What is notable is that Mr. O'Loughlin was not charged with assault on a police officer. There is no evidence that he fought with police, just that he did not obey when asked to put his hands behind his back for handcuffing.

Yet, according to Mr. Dana, the autopsy report states that Mr. O'Loughlin sustained 12 separate injuries to his head, chest, abdomen and legs during his arrest, including a lacerated liver that caused him to bleed to death.

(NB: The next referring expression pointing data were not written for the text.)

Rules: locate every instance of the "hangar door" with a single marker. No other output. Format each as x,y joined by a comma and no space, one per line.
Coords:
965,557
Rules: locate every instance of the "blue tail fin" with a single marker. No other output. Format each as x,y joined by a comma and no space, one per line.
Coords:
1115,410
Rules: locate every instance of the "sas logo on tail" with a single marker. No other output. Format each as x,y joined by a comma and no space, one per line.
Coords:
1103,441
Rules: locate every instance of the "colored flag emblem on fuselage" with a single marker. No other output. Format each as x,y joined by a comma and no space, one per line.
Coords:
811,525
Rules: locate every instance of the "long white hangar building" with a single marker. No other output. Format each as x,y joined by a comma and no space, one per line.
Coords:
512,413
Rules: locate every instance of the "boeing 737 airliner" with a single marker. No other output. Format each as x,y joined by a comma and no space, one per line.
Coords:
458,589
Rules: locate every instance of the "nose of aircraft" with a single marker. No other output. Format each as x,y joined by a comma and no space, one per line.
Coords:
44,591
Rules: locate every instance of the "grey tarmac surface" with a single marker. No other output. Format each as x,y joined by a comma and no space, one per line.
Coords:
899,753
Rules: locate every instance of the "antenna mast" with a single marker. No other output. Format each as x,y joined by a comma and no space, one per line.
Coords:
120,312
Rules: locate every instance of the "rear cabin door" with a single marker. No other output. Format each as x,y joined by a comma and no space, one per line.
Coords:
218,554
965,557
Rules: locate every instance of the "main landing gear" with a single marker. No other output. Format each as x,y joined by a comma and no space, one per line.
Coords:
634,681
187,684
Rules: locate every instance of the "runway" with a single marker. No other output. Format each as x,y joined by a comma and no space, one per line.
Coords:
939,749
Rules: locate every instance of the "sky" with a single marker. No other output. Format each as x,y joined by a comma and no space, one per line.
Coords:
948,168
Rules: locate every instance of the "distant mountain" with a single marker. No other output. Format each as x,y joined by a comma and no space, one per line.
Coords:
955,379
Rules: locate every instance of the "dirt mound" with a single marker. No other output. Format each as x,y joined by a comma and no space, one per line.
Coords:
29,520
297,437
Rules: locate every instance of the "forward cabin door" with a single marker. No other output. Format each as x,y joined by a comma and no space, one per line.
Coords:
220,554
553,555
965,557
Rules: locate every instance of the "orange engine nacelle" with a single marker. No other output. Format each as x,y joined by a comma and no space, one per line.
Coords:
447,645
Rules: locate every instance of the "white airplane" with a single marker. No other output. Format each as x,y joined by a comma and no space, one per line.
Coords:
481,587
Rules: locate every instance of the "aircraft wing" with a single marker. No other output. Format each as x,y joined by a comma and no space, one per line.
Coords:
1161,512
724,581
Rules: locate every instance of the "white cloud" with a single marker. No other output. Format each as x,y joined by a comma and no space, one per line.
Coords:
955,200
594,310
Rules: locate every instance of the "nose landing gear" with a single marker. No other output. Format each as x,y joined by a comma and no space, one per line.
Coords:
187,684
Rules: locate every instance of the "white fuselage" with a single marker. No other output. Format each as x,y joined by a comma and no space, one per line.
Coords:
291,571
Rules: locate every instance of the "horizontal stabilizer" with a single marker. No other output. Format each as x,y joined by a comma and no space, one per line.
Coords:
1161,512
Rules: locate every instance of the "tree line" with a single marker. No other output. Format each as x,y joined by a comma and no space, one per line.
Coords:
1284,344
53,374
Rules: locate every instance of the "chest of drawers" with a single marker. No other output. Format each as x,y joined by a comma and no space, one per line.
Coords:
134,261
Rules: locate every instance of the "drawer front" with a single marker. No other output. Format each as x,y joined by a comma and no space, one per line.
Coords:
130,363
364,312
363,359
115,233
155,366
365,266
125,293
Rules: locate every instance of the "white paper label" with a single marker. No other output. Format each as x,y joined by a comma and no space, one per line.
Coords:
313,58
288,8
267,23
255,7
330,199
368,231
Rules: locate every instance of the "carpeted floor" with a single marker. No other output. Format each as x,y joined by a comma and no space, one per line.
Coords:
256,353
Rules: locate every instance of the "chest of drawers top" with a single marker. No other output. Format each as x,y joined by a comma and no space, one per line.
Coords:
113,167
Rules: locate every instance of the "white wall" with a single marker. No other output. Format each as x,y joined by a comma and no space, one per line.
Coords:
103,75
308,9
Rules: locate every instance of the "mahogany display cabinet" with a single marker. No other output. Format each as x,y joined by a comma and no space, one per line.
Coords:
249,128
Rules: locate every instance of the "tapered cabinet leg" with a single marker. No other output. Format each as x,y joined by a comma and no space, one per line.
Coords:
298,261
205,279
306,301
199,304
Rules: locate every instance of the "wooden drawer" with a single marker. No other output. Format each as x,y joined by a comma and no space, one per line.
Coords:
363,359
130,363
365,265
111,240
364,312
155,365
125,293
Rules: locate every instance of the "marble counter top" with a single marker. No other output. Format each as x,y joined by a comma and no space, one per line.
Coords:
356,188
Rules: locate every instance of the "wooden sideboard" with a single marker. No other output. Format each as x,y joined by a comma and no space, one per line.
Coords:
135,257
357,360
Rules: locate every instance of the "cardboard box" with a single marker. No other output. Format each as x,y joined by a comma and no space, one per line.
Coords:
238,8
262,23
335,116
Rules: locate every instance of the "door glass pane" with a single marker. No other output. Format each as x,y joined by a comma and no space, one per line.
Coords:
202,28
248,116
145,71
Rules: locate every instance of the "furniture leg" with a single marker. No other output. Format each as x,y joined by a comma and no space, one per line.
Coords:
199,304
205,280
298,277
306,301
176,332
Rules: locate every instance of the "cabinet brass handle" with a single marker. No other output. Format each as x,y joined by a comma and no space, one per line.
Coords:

On the day of his arrest authorities released him from the District Court in South Kingston, R.I., and about four hours later Mr. O'Loughlin died at the Pequot Medical Center.

A few days later the Westerly police chief at the time, Edward Mello, said publicly that Mr. O'Loughlin's death was not a result of excessive force and suggested he may have had a pre-existing medical condition. That was inappropriate conduct by Chief Mello. Rather than take the side of his officers, the chief should have sought help from another law enforcement agency to investigate what happened, while placing the arresting officers on administrative leave or desk duty.

A grand jury will now decide if the police actions were criminal. This is an extremely troubling case of potential police brutality.